Ieri pomeriggio Lorenzo De Silvestri è stato ospite del webinar Dentro le società sportive: leadership, squadra e performance oltre il campo, organizzato dalla Bologna Business School. Durante una lunga chiacchierata il capitano rossoblù ha affrontato diversi temi, condividendo la sua esperienza da figura carismatica all’interno dello spogliatoio e alcuni aneddoti personali sulla sua carriera. Di seguito tutte le sue dichiarazioni.

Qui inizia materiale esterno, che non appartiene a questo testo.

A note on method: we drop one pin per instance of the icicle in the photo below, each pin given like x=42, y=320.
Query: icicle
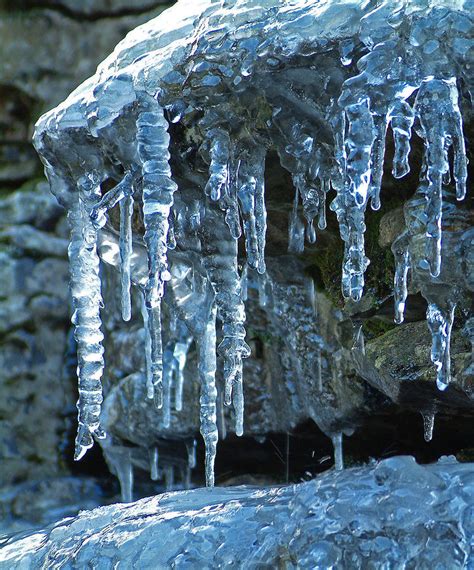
x=310, y=293
x=262, y=291
x=149, y=377
x=358, y=146
x=338, y=453
x=220, y=259
x=158, y=189
x=378, y=154
x=322, y=205
x=207, y=374
x=437, y=108
x=402, y=265
x=191, y=449
x=126, y=212
x=111, y=199
x=296, y=228
x=180, y=354
x=221, y=423
x=401, y=120
x=251, y=194
x=154, y=464
x=124, y=468
x=244, y=282
x=218, y=183
x=358, y=339
x=168, y=366
x=87, y=300
x=169, y=477
x=319, y=375
x=440, y=323
x=221, y=185
x=428, y=425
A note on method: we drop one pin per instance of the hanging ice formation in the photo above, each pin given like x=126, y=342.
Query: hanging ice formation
x=318, y=82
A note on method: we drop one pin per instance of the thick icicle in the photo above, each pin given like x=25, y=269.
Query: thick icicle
x=401, y=120
x=428, y=425
x=207, y=374
x=440, y=323
x=358, y=143
x=220, y=259
x=402, y=265
x=168, y=370
x=221, y=185
x=124, y=468
x=180, y=354
x=169, y=477
x=149, y=377
x=191, y=449
x=251, y=194
x=378, y=155
x=437, y=109
x=87, y=301
x=295, y=228
x=154, y=476
x=126, y=212
x=338, y=452
x=110, y=199
x=158, y=189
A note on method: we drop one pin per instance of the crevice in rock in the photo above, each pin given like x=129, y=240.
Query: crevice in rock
x=77, y=14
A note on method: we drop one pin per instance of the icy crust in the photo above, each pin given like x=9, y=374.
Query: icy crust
x=320, y=83
x=395, y=513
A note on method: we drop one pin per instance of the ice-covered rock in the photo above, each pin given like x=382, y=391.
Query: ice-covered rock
x=175, y=127
x=394, y=514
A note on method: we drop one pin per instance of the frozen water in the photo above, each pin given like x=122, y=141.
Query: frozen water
x=320, y=84
x=395, y=513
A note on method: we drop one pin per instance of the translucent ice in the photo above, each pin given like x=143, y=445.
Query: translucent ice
x=210, y=88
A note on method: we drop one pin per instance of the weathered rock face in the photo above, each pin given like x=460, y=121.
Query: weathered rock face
x=396, y=511
x=47, y=48
x=315, y=355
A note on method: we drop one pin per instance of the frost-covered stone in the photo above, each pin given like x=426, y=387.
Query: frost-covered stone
x=395, y=513
x=179, y=120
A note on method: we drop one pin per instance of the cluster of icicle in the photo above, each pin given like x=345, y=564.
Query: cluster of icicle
x=230, y=70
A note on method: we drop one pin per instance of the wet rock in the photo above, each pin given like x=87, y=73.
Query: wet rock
x=345, y=519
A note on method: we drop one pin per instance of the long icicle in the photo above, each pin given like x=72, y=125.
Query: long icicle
x=158, y=188
x=87, y=300
x=125, y=245
x=208, y=400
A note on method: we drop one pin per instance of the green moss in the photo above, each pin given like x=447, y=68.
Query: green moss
x=324, y=265
x=465, y=455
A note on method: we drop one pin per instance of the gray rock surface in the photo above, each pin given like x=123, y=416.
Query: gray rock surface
x=394, y=514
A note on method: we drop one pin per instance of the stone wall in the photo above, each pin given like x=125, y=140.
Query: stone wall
x=47, y=48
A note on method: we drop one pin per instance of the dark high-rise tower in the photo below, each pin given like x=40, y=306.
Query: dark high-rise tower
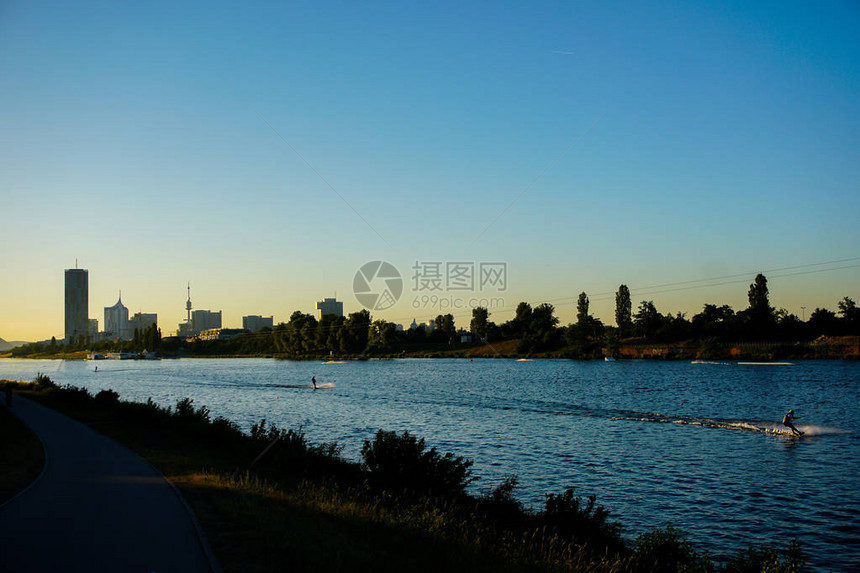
x=77, y=304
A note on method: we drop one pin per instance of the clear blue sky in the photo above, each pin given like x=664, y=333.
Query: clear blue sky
x=584, y=144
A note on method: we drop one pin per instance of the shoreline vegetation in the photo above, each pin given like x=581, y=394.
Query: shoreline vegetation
x=822, y=348
x=269, y=500
x=759, y=332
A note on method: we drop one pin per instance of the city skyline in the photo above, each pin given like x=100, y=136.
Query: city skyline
x=266, y=155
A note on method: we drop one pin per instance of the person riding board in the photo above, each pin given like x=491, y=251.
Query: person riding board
x=787, y=421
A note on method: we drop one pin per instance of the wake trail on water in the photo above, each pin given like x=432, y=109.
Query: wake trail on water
x=759, y=426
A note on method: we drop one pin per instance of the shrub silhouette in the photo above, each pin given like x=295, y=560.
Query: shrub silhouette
x=583, y=522
x=107, y=397
x=403, y=464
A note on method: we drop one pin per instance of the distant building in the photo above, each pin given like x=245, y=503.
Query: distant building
x=330, y=306
x=185, y=328
x=141, y=321
x=255, y=323
x=77, y=304
x=116, y=320
x=205, y=320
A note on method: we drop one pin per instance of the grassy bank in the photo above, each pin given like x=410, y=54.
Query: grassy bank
x=271, y=501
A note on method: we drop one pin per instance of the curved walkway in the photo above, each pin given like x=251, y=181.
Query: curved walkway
x=96, y=507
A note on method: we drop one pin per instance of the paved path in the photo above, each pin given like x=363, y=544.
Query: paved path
x=97, y=507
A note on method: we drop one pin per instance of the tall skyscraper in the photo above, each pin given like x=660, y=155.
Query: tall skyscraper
x=77, y=304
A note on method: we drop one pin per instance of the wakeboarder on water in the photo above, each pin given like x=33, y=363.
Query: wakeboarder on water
x=787, y=421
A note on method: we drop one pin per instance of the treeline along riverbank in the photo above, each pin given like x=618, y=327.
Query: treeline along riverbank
x=270, y=500
x=758, y=332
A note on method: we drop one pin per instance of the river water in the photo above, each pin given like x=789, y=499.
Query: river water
x=697, y=445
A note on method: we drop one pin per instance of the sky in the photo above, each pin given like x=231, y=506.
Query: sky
x=265, y=152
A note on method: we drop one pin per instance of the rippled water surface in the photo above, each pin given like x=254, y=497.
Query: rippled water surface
x=657, y=443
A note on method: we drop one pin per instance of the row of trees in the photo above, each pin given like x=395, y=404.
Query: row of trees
x=535, y=328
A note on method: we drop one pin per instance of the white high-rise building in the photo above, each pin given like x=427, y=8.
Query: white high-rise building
x=141, y=321
x=116, y=320
x=205, y=319
x=330, y=306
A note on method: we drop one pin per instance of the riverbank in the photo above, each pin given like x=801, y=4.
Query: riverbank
x=822, y=348
x=273, y=493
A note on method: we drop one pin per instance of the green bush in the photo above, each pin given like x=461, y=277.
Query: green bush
x=766, y=559
x=43, y=382
x=582, y=522
x=402, y=464
x=107, y=397
x=500, y=506
x=668, y=551
x=185, y=412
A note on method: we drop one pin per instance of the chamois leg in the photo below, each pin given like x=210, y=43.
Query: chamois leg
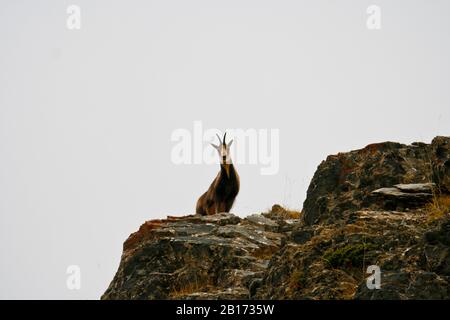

La svolta emotiva – «Il punto di partenza del percorso che ha portato ai risultati di questi ultimi anni è stata l’esperienza umana condivisa durante la malattia di Mihajlovic. Il gruppo si è unito, ha cominciato a conoscersi meglio anche fuori dal campo e si è stretto intorno alla città, e questo poi ha portato alla crescita che ci ha condotto a centrare dei risultati storici».
L’alchimia tra squadra e città – «A Bologna ho trovato pacatezza, educazione e rispetto. Allo stadio può arrivare qualche critica per una brutta prestazione, ma la vita in città resta tranquilla anche quando le cose non vanno al meglio. Si è creata una bella simbiosi con la piazza, credo che la gente abbia capito che siamo un gruppo di persone sano. Tra di noi non ci sono invidie, chi rimane in panchina ha stima e rispetto di chi gioca e non c’è il fenomeno di turno, quindi la nostra forza è il gruppo».
Siamo tutti protagonisti – «Il motto del Bologna We are One significa che siamo una cosa sola non unicamente tra giocatori e società, ma anche con tutti i dipendenti del club. Il presidente Saputo è veramente un fenomeno nel far sentire tutti importanti ed è giusto che sia così, perché noi giocatori senza tutte le figure professionali che ci gravitano attorno non potremmo fare al meglio il nostro lavoro. Ci sono i fisioterapisti e i preparatori, ma non solo: per esempio a Casteldebole abbiamo la mensa, facciamo colazione e pranziamo lì, e questo significa che possiamo essere seguiti dal nostro nutrizionista. Nel corso degli anni anche gli staff sono cambiati moltissimo: una volta erano composti da allenatore, vice, preparatore atletico e preparatore dei portieri, mentre oggi prima delle partite capita di vedere in campo degli staff che sono quasi più numerosi delle rose».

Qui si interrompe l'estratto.